FAQ

"Library not loaded" error at runtime

On MAC you probably need to set

export DYLD_LIBRARY_PATH=PATH-TO-STRUMPACK-LIB/:$DYLD_LIBRARY_PATH
export LD_LIBRARY_PATH=PATH-TO-STRUMPACK-LIB/:$LD_LIBRARY_PATH

The code crashes with a segmentation fault whenever I use more than one MPI rank!?

This is most likely due to an incorrect library being linked. When using Intel MKL, make sure to use LP64 interface, and not the ILP64 interface. The LP64 mkl library uses 32-bit indexing, while the ILP64 libraries use 64-bit integers for indexing. In STRUMPACK we use 32 bit indexing for BLAS, LAPACK and ScaLAPACK. We recommend using the IntelĀ® Math Kernel Library Link Line Advisor:

https://software.intel.com/content/www/us/en/develop/articles/intel-mkl-link-line-advisor.html

Help, the compiler cannot find the "chrono" header:

catastrophic error: cannot open source file "chrono"
#include <chrono>

You need a C++11 capable compiler, and also a C++11 enabled standard library. For instance suppose you are using the Intel 15.0 C++ compiler with GCC 4.4 headers. The Intel 15.0 C++ compiler supports the C++11 standard, but the GCC 4.4 headers do not implement the C++11 standard library. You should install/load a newer GCC version (or just the headers). On cray machines, this can be done with module unload gcc; module load gcc/4.9.3 for instance.

When running "make test", many of the tests fail!

The parallel execution in ctest is invoked by the MPIEXEC command as discovered by CMake. On many HPC clusters, this does not run unless it is executed from within a batch script. In this case all parallel tests will fail.

Some MPI environments do not allow you to oversubscribe. For instance recent OpenMPI versions need the additional

--oversubscribe

flag. Several tests use up to 19 mpi processes. If you have less than 19 cores in your system, and the mpi environment does not allow oversubscription, those tests will fail.

Does the code keep track of the number of floating point operations performed?

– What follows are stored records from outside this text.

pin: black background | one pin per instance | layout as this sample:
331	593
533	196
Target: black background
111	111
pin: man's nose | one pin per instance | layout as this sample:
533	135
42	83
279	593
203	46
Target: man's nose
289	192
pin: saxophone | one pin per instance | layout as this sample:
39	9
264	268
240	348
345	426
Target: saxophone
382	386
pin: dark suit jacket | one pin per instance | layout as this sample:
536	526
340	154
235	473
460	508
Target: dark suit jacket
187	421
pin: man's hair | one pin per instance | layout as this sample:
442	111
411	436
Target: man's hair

To keep track of the number of floating point operations performed in the STRUMPACK Sparse Solver, you can run CMake with:

-DSTRUMPACK_COUNT_FLOPS=ON

Then, when running, do not set the quiet flag in the StrumpackSparseSolver constructor or on the command line and the solver will print some statistics. This will also enable a counter for data movement in the solve phase, from which the (approximately) attained bandwidth usage is derived. This is done because the solve phase is typically bandwidth limited, while the factorization is flop limited.